Eine Analyse von Michail Chodarjonok
In diesem Monat soll das ukrainische Militär mit der Ausbildung am amerikanischen Flugabwehrsystem Patriot beginnen. Laura Cooper, die stellvertretende Verteidigungsministerin, zuständig für Russland, Ukraine und Eurasien, sagte, dieser Prozess werde "mehrere Monate" dauern. Das bedeutet, dass diese Technologie bald in vollem Umfang bei den Kampfhandlungen zwischen Moskau und Kiew eingesetzt werden kann. Aber wird die hochwertige Ausrüstung das Kräfteverhältnis auf dem Schlachtfeld beeinflussen?
Eine kurzes Zeitfenster
Die Gespräche über die Lieferung von Patriot-Boden-Luft-Raketensystemen nach Kiew, intensivierten sich nach den breit angelegten Angriffen auf die Energieinfrastruktur der Ukraine durch die russischen Streitkräfte, mit anschließenden landesweiten Stromausfällen. Auch ein Vorfall im polnischen Przewodów, wo der Einschlag einer Rakete des ukrainischen Luftabwehrsystems S-300 den Tod zweier Bauern zur Folge hatte, spielte bei den Gesprächen eine Rolle. Der Vorsitzende der polnischen Regierungspartei Recht und Gerechtigkeit, Jarosław Kaczyński, schlug zudem vor, dass Deutschland seine Patriot-Flugabwehrraketen in die Ukraine schicken soll, statt nach Polen.
Berlin hatte damals angemerkt, dass man einen Verbleib des Raketensystems auf dem Territorium der NATO bevorzugen würde. Doch in weniger als zwei Monaten änderten sich die Dinge. Anfang Januar einigten sich die Vereinigten Staaten und Deutschland darauf, eine deutsche Patriot-Batterie in die Ukraine zu schicken. Die Ankündigung erfolgte in einer gemeinsamen Erklärung von US-Präsident Joe Biden und Bundeskanzler Olaf Scholz nach ihrem ersten Telefongespräch im neuen Jahr. Die Ausbildung der Truppen soll sowohl in den USA als auch in Deutschland stattfinden. Die Überführung der Batterie ist für das erste Quartal des laufenden Jahres geplant. Diese wird somit zu Kiews zweiter Batterie, nachdem Ende Dezember 2022 bekannt wurde, das die erste von den USA an die Ukraine übergeben wird, als Teil des jüngsten Militärpakets, das sich auf insgesamt 1,8 Milliarden US-Dollar beläuft.

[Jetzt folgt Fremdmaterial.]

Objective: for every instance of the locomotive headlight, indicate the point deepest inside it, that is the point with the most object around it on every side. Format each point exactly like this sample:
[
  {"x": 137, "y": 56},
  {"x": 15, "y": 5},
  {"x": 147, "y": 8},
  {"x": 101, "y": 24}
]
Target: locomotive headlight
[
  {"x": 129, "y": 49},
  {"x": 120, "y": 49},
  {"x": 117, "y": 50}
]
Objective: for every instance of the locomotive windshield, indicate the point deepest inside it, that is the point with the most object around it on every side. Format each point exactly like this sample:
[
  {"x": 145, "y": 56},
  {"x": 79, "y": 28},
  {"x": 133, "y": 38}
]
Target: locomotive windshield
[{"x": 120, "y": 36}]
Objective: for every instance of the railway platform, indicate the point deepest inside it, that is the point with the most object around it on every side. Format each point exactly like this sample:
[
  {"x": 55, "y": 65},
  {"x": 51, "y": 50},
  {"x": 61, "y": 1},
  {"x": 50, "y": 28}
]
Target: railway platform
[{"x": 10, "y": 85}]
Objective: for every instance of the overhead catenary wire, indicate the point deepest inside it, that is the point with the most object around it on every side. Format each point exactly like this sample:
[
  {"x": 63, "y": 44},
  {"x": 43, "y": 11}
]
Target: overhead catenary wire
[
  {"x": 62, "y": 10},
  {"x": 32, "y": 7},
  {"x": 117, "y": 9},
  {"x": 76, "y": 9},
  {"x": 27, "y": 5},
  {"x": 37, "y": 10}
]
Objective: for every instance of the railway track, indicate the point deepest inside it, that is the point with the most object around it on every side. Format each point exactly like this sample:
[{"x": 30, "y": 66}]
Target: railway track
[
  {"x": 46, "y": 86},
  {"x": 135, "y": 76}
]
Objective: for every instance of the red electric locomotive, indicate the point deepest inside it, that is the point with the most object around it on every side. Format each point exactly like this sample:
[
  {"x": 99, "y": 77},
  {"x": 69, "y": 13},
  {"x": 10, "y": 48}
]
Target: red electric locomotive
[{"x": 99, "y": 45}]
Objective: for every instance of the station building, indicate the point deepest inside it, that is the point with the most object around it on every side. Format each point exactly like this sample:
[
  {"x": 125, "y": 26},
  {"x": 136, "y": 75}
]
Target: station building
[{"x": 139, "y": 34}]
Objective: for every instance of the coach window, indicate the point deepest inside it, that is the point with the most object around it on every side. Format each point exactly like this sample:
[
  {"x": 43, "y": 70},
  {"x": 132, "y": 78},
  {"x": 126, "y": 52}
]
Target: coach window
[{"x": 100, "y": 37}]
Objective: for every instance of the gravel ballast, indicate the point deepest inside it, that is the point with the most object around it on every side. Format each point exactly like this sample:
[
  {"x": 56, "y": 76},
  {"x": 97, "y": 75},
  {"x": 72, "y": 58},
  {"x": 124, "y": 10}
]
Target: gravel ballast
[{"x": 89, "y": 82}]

Experten des Zentrums für strategische und internationale Studien stellen fest, dass der Patriot das teuerste Waffensystem ist, dass die USA der Ukraine bisher zur Verfügung gestellt haben. Sie schätzen, dass die Gesamtkosten eines Patriot-Systems eine Milliarde Dollar erreichen könne: 400 Millionen Dollar für die Ausrüstung und 690 Millionen Dollar für die Raketen.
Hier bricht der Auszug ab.